When child protection concerns are identified, not all agencies are invited to attend child protection meetings, meaning decisions are being made without all the facts.
Operational challenges such as this are not being escalated to the Local Safeguarding Children Partnership, the report said.
Inspectors found social work assessments are completed swiftly, however “do not always involve all the relevant agencies”.
In cases of domestic abuse, the police “do not always capture the voice of the child well enough”, said the report.
West Midlands Police were criticised for focusing “more on compliance with process and crime recording” while understanding of safeguarding risks by operational leaders in health is “inconsistent”.

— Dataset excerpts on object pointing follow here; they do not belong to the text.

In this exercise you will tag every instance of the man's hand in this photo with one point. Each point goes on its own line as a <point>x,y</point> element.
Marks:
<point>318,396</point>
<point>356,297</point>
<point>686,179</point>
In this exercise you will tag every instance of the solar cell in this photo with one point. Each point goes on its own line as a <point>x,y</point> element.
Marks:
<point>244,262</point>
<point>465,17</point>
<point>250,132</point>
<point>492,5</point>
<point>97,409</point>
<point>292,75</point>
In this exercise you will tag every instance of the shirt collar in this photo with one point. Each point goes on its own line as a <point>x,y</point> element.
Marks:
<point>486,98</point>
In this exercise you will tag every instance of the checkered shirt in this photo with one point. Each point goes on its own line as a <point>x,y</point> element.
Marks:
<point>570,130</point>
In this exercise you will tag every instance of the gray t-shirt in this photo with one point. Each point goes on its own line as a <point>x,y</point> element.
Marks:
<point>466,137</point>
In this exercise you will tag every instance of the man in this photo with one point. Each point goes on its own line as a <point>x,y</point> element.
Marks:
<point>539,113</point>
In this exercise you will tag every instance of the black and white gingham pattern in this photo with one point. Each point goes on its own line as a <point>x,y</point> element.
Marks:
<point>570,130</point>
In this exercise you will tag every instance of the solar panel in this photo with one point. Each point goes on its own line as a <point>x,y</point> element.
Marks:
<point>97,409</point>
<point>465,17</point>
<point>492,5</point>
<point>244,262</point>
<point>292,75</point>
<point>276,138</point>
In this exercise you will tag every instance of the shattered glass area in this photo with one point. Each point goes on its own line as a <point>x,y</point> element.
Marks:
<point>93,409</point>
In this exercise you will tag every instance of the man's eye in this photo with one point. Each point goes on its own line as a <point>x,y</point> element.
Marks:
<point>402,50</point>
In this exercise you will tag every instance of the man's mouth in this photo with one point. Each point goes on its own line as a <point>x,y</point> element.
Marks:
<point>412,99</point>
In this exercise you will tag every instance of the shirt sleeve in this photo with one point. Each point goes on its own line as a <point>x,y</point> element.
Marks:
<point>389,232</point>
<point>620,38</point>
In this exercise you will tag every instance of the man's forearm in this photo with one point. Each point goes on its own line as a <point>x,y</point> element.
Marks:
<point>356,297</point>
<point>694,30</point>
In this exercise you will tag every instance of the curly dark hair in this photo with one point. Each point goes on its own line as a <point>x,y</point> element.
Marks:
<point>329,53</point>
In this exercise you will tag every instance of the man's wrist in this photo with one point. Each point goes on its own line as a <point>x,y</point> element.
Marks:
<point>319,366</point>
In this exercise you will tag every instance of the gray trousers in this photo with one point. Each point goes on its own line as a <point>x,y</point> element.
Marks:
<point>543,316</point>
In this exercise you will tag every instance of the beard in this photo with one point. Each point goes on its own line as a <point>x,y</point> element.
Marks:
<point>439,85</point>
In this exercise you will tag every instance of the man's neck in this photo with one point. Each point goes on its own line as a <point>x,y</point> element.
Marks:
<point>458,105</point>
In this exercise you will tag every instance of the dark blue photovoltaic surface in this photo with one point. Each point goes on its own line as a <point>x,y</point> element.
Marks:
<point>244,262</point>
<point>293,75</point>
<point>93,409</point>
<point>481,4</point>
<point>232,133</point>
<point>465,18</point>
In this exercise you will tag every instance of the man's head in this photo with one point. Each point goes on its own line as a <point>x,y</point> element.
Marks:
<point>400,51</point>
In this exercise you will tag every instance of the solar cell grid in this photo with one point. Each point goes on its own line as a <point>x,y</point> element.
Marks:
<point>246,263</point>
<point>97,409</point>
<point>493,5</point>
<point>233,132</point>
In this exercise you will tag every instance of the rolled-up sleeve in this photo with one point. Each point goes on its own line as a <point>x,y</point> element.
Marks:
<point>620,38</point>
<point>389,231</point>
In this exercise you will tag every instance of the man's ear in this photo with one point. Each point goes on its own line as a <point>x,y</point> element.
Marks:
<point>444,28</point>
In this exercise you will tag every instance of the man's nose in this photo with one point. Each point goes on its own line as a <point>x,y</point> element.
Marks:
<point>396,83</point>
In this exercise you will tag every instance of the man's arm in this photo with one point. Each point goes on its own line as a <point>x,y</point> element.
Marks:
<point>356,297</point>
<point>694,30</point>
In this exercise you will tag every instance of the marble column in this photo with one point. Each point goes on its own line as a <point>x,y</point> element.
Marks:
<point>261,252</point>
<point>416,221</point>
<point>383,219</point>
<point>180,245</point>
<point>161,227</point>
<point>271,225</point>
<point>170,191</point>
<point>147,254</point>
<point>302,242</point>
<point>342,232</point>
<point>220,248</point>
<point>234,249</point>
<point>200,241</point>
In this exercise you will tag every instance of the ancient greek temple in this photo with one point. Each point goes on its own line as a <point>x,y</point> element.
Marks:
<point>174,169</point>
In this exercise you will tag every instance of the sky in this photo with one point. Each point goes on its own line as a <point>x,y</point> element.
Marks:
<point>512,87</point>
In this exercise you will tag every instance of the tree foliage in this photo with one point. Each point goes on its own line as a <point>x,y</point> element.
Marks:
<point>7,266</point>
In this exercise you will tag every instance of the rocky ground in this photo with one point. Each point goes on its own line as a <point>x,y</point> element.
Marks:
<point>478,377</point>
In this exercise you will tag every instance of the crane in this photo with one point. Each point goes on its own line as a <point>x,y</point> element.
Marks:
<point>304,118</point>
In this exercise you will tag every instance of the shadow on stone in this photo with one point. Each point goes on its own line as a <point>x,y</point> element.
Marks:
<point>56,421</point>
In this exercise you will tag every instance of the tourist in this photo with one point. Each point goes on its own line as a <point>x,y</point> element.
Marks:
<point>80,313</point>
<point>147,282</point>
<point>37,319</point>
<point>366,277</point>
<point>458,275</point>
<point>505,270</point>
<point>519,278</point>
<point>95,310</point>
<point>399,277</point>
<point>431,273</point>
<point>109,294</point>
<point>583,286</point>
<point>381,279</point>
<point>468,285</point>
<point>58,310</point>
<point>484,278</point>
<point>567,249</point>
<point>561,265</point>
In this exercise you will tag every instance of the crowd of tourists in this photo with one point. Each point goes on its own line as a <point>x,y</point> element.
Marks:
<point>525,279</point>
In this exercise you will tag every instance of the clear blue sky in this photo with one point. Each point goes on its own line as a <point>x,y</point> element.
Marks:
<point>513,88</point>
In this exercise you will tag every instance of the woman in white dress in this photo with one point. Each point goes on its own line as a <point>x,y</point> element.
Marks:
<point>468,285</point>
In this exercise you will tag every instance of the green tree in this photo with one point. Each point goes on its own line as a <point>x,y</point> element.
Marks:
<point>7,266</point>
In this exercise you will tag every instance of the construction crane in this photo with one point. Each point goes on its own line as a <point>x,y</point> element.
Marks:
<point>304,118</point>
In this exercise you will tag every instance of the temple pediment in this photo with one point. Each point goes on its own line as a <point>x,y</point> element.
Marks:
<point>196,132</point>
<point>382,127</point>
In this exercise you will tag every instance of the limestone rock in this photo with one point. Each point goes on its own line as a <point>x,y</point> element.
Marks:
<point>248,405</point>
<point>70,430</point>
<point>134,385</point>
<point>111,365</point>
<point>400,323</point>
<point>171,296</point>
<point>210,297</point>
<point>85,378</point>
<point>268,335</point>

Multi-agency audits reviewed by the inspectors found “too much focus on process rather than the child and a lack of reflection and analysis and the prevalence of over-optimism”.
Areas for improvement identified by the inspection include:
- Timeliness and quality of initial decision-making in the MASH
- Communication between health agencies in the MASH
- Attendance by all agencies at child protection meetings
- Recording of children’s voices
- Sharing learning from significant incidents with the wider partnership workforce.
In December, Arthur’s stepmother Emma Tustin was jailed for his murder and his father for manslaughter. Both were given life sentences.
Heartbreaking video footage from shortly before his death played in court showed the frail boy struggling to put bedding away in the living room of his home where he was forced to sleep.
In a joint statement following publication of the Solihull inspection, minister for children and families Will Quince, minister for Care Gillian Keegan and minister for safeguarding Rachel Maclean said: “Arthur's death was horrific and deeply disturbing. The two individuals responsible are in prison – but we must do everything we can to prevent any more cases like this.
“His death serves as a daily reminder of the urgent need for all the agencies tasked with protecting vulnerable children to work together. That’s why we commissioned this joint inspection of services in Solihull, which has identified two clear areas where priority action is needed.
“Each agency – police, health and children’s services – has an equal duty in this work and we are writing to all three to make clear our expectation that they participate fully in producing and delivering on a written statement of action.”
The joint inspection was carried out by Ofsted, the Care Quality Commission, HM Inspectorate of Constabulary, Fire & Rescue Services and HM Inspection of Probabtion.
A national review into the murder of Arthur and 16-month-old Star Hobson in Bradford is due to report in May.